Die Kommission kündigt in dem Plan 16 Initiativen an, darunter etwa einen Gesetzesvorschlag, der die Besteuerung von Zinsen und Dividenden im Ausland vereinfachen soll. Wer im Ausland investiert, versteuert die Erträge oft dort und noch einmal in der Heimat. Doppelt gezahlte Steuern zurückzufordern, ist mühsam - und lässt Anleger davor zurückschrecken, im EU-Ausland ihr Glück zu versuchen.

Lehren aus dem Fall Wirecard

Zudem möchte Brüssel untersuchen, ob die Vorschriften zur Finanzmarktaufsicht stärker vereinheitlicht werden müssen. Die Behörde verspricht, hier Lehren aus dem Wirecard-Skandal zu ziehen. "Der Skandal zeigt, dass es Raum für Verbesserungen bei den Regeln und ihrer Anwendung gibt", sagt Dombrovskis. "Und dass wir uns hin zu einer besser integrierten europäischen Aufsicht bewegen müssen." Der frühere lettische Ministerpräsident sagt, dass die Kommission bis Ende kommenden Jahres untersuchen werde, wie gut oder schlecht die Aufsicht in den Mitgliedstaaten funktioniert, und dann über die nächsten Schritte entscheiden werde. Die Kommission könnte vorschlagen, direkte Überwachung durch EU-Aufsichtsbehörden einzuführen, sagt er.

Außerdem verspricht die Kommission in dem Aktionsplan, darauf hinzuwirken, dass sich die Insolvenzregeln in den 27 Mitgliedstaaten angleichen.
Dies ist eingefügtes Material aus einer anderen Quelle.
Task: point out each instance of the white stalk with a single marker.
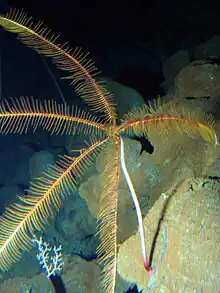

Wären die Vorschriften ähnlicher, könnten Investoren viel beruhigter Firmengründern im EU-Ausland Geld zur Verfügung stellen. Im Aktionsplan heißt es, die Behörde werde bis Sommer 2022 eine Initiative starten, "um die Resultate von Insolvenzverfahren besser vorhersehbar zu machen". Ob dazu ein EU-Gesetz gehören wird, lässt das Papier offen. Aus gutem Grund: Eine Vereinheitlichung des Insolvenzrechts mag aus Investorensicht wünschenswert sein, ist politisch aber äußerst heikel.

Solche Schwierigkeiten sind der Grund dafür, wieso es bei der Kapitalmarktunion bislang nicht recht vorangeht. Die Kommission veröffentlichte bereits 2015 einen ersten Aktionsplan, und die EU-Finanzminister betonen stets, wie wichtig das Thema sei. Trotzdem blieben Durchbrüche aus. Der neue Plan bilanziert nüchtern, einem einheitlichen Kapitalmarkt stünden "immer noch bedeutende Hürden in vielen Bereichen" entgegen, etwa bei Aufsicht und Besteuerung. Grund seien historische und kulturelle Unterschiede zwischen Ländern; "sie sind tief verwurzelt, und es wird dauern, sie zu überwinden".